Work Experience Exchange in Trier
After a Sunday spent exploring the historic town of Trier (the oldest city in Germany) we prepared ourselves for an early start the next morning.
Lara: First stop for me was the Auguste-Viktoria Gymnasium where I attended the morning lessons with my exchange partner. This was an interesting experience as some striking contrasts between British and German schools became apparent. After enjoying a thoroughly interesting drama lesson, it was off to experience the real thing for work experience at Theater Trier. Working at the chronically underfunded but endearingly communal Theater Trier was an unforgettable experience, whether it was sorting through press archives or attending opera rehearsals. My mentor, Herr Orbons, was an incredibly helpful and always included me in meetings and conferences.
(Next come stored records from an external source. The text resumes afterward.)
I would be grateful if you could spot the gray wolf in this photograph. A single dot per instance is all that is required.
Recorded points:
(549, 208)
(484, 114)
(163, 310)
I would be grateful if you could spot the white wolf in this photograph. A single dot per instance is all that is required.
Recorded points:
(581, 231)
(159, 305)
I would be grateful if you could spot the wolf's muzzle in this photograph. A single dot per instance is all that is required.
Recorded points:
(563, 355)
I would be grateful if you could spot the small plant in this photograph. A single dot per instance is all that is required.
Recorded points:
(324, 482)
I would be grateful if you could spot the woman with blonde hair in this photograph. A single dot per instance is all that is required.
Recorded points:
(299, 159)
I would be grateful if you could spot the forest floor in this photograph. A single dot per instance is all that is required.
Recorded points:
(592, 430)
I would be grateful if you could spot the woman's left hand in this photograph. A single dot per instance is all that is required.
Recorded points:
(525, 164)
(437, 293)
Despite striving to comprehend the quick-fire German of my colleagues, as a non-native speaker I was bound not to understand it all however it was really interesting to be in that atmosphere and I surprised myself with how much I could understand and join in.
Mercy: After having to catch an early bus to Seibel & Partner law firm; I braced myself for what I thought would be thenotoriously difficult world of legal German. However, on arrival I was greeted by a host of smiles and settled in quickly to the rhythm of working as a legal secretary in Germany. There was lots of filing to be done and letters to be stamped but the friendly and lively atmosphere of the office made sure the work was never dull. The thing that really struck me was the age of my colleagues in my department; none was older than 22. Indeed, one of my closest friends in the office was actually younger than me! In Germany they have a really interesting dual system which allows young people who want to go down the vocational path to spend two days a week at school learning their trade, and three days actually working and learning on the job. Although I couldn’t imagine being in work so young, I could definitely see the benefits of a system I had previously been very doubtful of. My colleagues enjoyed their jobs, and their continued education meant by the time they had completed their courses at the Vocational School they would be fully qualified, confident and skilled workers. Germany completely enchanted us; whether it was the unbelievably punctual buses that ran to a strict timetable, the
beautiful Trierisch accent and dialect, or our incredibly friendly exchange partners. We had so much fun, both at work, and enjoying the Carneval festival that was going on in Trier. We saw German films, ate German food (currywurst mit pommes) and, much to our delight, spoke a lot of German. We really felt like we had had a proper taste of German life, and leaving Trier on our last Saturday was sad. We acquired a new linguistic confidence, and we both couldn’t imagine a better way to spend our half-terms.